Nash Equilibrium and Prisoner’s Dilemma

The Nash equilibrium is the stable game state in which players do not gain an advantage by altering their strategies if their rivals also keep their strategies intact. For example, there are two companies, X and Y. Each of them can choose to have high or low prices. If both X and Y chose to install low prices for their products, each of them would receive $5mln. However, if both X and Y decide to go for the low prices, they will receive $3mln. In case X decides to have high prices and Y decides to have low prices, X receives $6mln in comparison with two mln for Y. If both X and Y choose the same strategy, no rival will suffer due to the rival’s deviance from the common optimal strategy.

The prisoner’s dilemma is a paradox that illustrates how two rational players will not always cooperate even if the conditions ask for it.
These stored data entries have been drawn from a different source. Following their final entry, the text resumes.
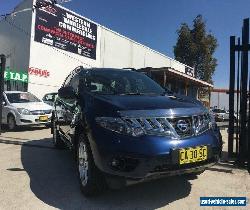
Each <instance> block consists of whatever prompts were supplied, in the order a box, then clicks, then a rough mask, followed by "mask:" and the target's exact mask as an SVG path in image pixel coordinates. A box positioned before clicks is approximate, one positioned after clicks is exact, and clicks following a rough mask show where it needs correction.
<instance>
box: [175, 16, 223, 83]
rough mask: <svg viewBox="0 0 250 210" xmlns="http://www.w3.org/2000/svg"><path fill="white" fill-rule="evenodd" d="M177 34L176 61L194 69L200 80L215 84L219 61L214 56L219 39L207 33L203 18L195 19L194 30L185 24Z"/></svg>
mask: <svg viewBox="0 0 250 210" xmlns="http://www.w3.org/2000/svg"><path fill="white" fill-rule="evenodd" d="M177 33H178V39H177V43H176V45H175V46H174V54H175V59H176V60H178V61H180V62H182V63H184V64H186V65H188V66H191V67H194V68H195V76H196V77H197V78H198V79H201V80H204V81H207V82H209V83H213V81H212V76H213V74H214V72H215V68H216V66H217V59H216V58H214V56H213V55H214V52H215V49H216V48H217V46H218V44H217V39H216V38H215V37H214V36H213V35H212V34H211V33H210V32H209V33H207V31H206V23H205V21H204V20H203V18H202V16H201V15H198V16H197V17H196V18H195V19H194V21H193V28H192V29H190V28H189V26H188V25H187V24H186V23H183V24H182V25H181V27H180V29H179V30H178V31H177Z"/></svg>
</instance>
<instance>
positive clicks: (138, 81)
mask: <svg viewBox="0 0 250 210" xmlns="http://www.w3.org/2000/svg"><path fill="white" fill-rule="evenodd" d="M85 86H86V89H87V90H88V91H90V92H94V93H98V94H124V95H126V94H157V95H160V94H162V93H164V92H165V90H164V89H163V88H162V87H161V86H160V85H159V84H157V83H156V82H154V81H153V80H152V79H150V78H149V77H147V76H146V75H144V74H142V73H139V72H134V71H127V70H122V71H121V70H98V71H95V70H93V71H91V72H90V73H89V75H87V76H86V82H85Z"/></svg>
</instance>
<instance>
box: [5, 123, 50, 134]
mask: <svg viewBox="0 0 250 210" xmlns="http://www.w3.org/2000/svg"><path fill="white" fill-rule="evenodd" d="M44 129H48V127H46V126H45V125H44V126H43V125H38V126H19V127H16V128H15V129H14V130H11V131H10V130H8V128H7V127H6V126H5V125H2V127H1V132H2V133H8V132H12V133H16V132H23V131H36V130H44Z"/></svg>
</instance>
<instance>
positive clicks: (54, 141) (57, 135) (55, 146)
mask: <svg viewBox="0 0 250 210" xmlns="http://www.w3.org/2000/svg"><path fill="white" fill-rule="evenodd" d="M52 126H53V127H52V131H53V144H54V146H55V147H56V148H59V149H63V148H64V146H65V145H64V142H63V140H62V139H61V137H60V135H59V131H58V130H57V126H56V122H55V120H53V122H52Z"/></svg>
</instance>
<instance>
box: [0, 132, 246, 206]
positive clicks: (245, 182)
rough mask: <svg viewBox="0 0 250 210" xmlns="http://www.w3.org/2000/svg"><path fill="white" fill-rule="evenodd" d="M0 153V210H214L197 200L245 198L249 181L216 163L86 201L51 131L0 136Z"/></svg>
mask: <svg viewBox="0 0 250 210" xmlns="http://www.w3.org/2000/svg"><path fill="white" fill-rule="evenodd" d="M225 135H226V132H225ZM0 151H1V152H0V209H1V210H2V209H3V210H8V209H25V210H26V209H39V210H40V209H65V210H71V209H79V210H80V209H91V210H92V209H121V210H124V209H129V210H131V209H138V210H140V209H147V210H152V209H176V210H182V209H183V210H189V209H190V210H195V209H218V208H216V207H200V204H199V201H200V197H201V196H244V197H248V198H250V175H249V174H248V172H247V171H246V170H241V169H237V168H235V167H234V166H233V164H231V163H230V162H221V163H219V164H218V165H216V166H214V167H212V168H209V169H208V170H207V171H205V172H204V173H203V174H201V175H199V176H196V177H193V178H192V179H188V178H187V177H185V176H178V177H168V178H163V179H160V180H155V181H151V182H148V183H140V184H137V185H133V186H130V187H126V188H123V189H120V190H107V191H106V192H104V193H103V194H102V195H99V196H97V197H94V198H85V197H84V196H83V195H82V194H81V192H80V189H79V184H78V181H77V176H76V169H75V163H74V160H73V158H72V154H71V152H70V151H68V150H57V149H55V148H54V147H53V145H52V140H51V134H50V131H49V129H46V128H44V127H34V128H26V129H19V130H17V131H16V132H4V133H2V135H1V136H0ZM219 209H229V208H228V207H224V208H219ZM230 209H237V210H238V209H250V206H247V207H242V208H233V207H230Z"/></svg>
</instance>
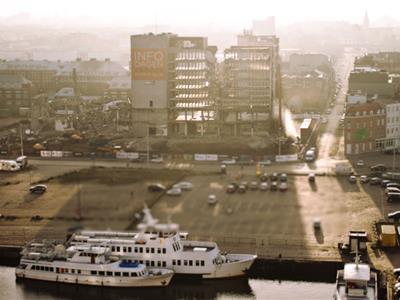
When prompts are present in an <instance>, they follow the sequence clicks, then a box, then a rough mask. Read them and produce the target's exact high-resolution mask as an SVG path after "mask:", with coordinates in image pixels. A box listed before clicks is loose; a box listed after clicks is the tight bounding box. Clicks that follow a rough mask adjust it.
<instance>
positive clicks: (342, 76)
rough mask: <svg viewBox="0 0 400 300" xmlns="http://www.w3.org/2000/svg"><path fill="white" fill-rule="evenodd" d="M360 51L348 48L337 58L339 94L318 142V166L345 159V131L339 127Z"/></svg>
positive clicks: (336, 78)
mask: <svg viewBox="0 0 400 300" xmlns="http://www.w3.org/2000/svg"><path fill="white" fill-rule="evenodd" d="M357 55H359V52H358V51H357V50H355V49H353V48H347V49H345V51H344V52H343V55H342V56H341V57H339V59H338V60H337V62H336V64H335V66H334V69H335V73H336V82H337V87H338V90H337V95H336V99H335V102H333V103H334V106H333V107H332V108H331V113H330V114H328V115H327V121H328V122H327V124H326V125H325V126H324V127H325V128H324V132H323V133H322V134H321V136H320V138H319V142H318V150H319V153H318V160H317V162H316V165H317V167H318V168H328V167H329V166H331V167H333V165H334V163H335V161H336V160H338V159H340V160H343V159H344V155H343V154H344V149H343V148H344V138H343V132H342V131H340V134H339V136H338V135H337V128H338V126H340V119H341V117H342V115H343V113H344V109H345V102H346V94H347V90H348V77H349V74H350V72H351V70H352V68H353V65H354V59H355V57H356V56H357Z"/></svg>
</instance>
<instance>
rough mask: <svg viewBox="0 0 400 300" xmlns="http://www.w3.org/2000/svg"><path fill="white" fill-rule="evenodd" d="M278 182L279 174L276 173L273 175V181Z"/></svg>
mask: <svg viewBox="0 0 400 300" xmlns="http://www.w3.org/2000/svg"><path fill="white" fill-rule="evenodd" d="M277 180H278V173H276V172H274V173H272V174H271V181H277Z"/></svg>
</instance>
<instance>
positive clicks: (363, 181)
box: [360, 175, 369, 183]
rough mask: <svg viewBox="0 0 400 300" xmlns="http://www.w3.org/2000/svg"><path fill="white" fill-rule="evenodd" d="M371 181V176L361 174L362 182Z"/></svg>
mask: <svg viewBox="0 0 400 300" xmlns="http://www.w3.org/2000/svg"><path fill="white" fill-rule="evenodd" d="M368 181H369V178H368V176H367V175H361V176H360V182H361V183H367V182H368Z"/></svg>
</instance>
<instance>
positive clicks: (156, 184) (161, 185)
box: [147, 183, 167, 192]
mask: <svg viewBox="0 0 400 300" xmlns="http://www.w3.org/2000/svg"><path fill="white" fill-rule="evenodd" d="M147 189H148V190H149V191H151V192H162V191H165V190H166V189H167V188H166V187H165V185H163V184H161V183H151V184H149V185H148V186H147Z"/></svg>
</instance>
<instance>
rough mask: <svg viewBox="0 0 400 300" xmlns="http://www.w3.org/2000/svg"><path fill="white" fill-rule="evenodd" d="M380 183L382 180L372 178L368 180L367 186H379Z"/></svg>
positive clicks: (378, 177) (378, 178) (376, 177)
mask: <svg viewBox="0 0 400 300" xmlns="http://www.w3.org/2000/svg"><path fill="white" fill-rule="evenodd" d="M381 181H382V179H381V178H379V177H372V178H371V179H370V180H369V184H370V185H379V184H380V183H381Z"/></svg>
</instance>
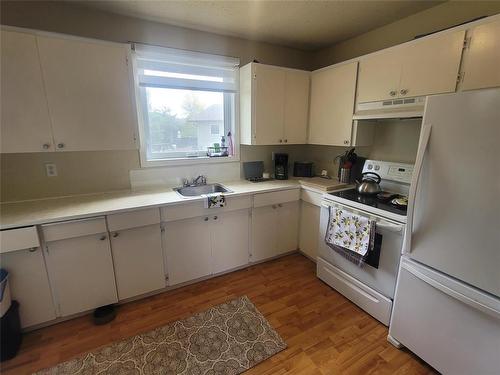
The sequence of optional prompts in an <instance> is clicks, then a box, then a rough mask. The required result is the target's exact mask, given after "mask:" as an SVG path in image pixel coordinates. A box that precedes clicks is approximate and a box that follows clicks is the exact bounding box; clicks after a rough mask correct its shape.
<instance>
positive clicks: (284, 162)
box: [274, 154, 288, 180]
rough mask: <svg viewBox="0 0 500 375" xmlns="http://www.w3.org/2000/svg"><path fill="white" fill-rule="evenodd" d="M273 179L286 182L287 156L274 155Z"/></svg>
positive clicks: (287, 175)
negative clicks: (285, 180) (273, 174)
mask: <svg viewBox="0 0 500 375" xmlns="http://www.w3.org/2000/svg"><path fill="white" fill-rule="evenodd" d="M274 178H276V179H277V180H288V154H274Z"/></svg>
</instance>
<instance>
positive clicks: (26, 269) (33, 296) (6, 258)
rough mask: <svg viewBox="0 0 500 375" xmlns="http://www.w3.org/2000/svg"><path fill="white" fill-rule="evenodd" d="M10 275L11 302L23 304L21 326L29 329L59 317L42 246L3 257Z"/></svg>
mask: <svg viewBox="0 0 500 375" xmlns="http://www.w3.org/2000/svg"><path fill="white" fill-rule="evenodd" d="M0 262H1V264H2V268H5V269H6V270H7V271H8V272H9V285H10V291H11V297H12V299H15V300H17V301H18V302H19V304H20V309H19V313H20V315H21V326H22V327H23V328H24V327H29V326H33V325H36V324H40V323H43V322H47V321H49V320H52V319H55V318H56V311H55V308H54V301H53V299H52V293H51V292H50V285H49V279H48V277H47V270H46V268H45V262H44V260H43V254H42V251H41V249H40V248H39V247H36V248H33V249H30V250H18V251H12V252H9V253H5V254H2V255H0Z"/></svg>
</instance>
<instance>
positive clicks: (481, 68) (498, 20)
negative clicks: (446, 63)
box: [460, 20, 500, 90]
mask: <svg viewBox="0 0 500 375" xmlns="http://www.w3.org/2000/svg"><path fill="white" fill-rule="evenodd" d="M460 78H461V82H460V89H462V90H474V89H482V88H488V87H498V86H500V20H497V21H495V22H490V23H486V24H483V25H479V26H476V27H474V28H473V29H471V30H468V31H467V40H466V47H465V50H464V57H463V62H462V71H461V74H460Z"/></svg>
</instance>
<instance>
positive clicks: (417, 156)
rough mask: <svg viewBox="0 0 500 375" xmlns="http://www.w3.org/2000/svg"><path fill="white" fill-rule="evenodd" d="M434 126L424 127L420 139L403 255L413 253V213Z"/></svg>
mask: <svg viewBox="0 0 500 375" xmlns="http://www.w3.org/2000/svg"><path fill="white" fill-rule="evenodd" d="M431 130H432V124H424V125H422V136H421V138H420V144H419V146H418V152H417V158H416V160H415V167H414V170H413V175H412V178H411V185H410V191H409V194H408V211H407V218H406V231H405V240H404V245H403V254H408V253H410V252H411V235H412V232H413V213H414V211H415V198H416V196H417V186H418V181H419V179H420V173H421V172H422V165H423V163H424V156H425V152H426V151H427V146H428V145H429V139H430V137H431Z"/></svg>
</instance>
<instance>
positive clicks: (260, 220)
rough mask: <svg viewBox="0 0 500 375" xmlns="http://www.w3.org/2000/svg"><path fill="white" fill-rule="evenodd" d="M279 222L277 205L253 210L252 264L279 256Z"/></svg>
mask: <svg viewBox="0 0 500 375" xmlns="http://www.w3.org/2000/svg"><path fill="white" fill-rule="evenodd" d="M277 220H278V211H277V205H274V206H264V207H258V208H254V209H253V210H252V254H251V257H250V259H251V261H252V262H258V261H260V260H264V259H267V258H272V257H274V256H276V255H278V252H277V244H278V233H277Z"/></svg>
For example, company X decides to decrease the price. While company Y has no choice but to follow the strategy, Y chooses not to do so. This leads to company X may win market share and increasing profits while Y experiences losses.

When the demand is elastic, an increase in price will bring fewer sales revenue. Since the consumers are responsive to price, having a large markup will lead to fewer sales and customers.

The prisoner’s dilemma is not always a Nash equilibrium because there are situations when the players are not cooperating, trying to benefit despite the adverse outcomes for the other player. Moreover, the Nash equilibrium is the solution to the prisoner’s dilemma because, given that the players know about each other’s strategies, they can develop their own accordingly.

The Nash equilibrium of a prisoner’s dilemma is characterized as the choices that benefit both players according to the strategies used by the rival player. The optimal strategy is not always used according to the concept of Nash equilibrium, yet the outcomes are positive for both players.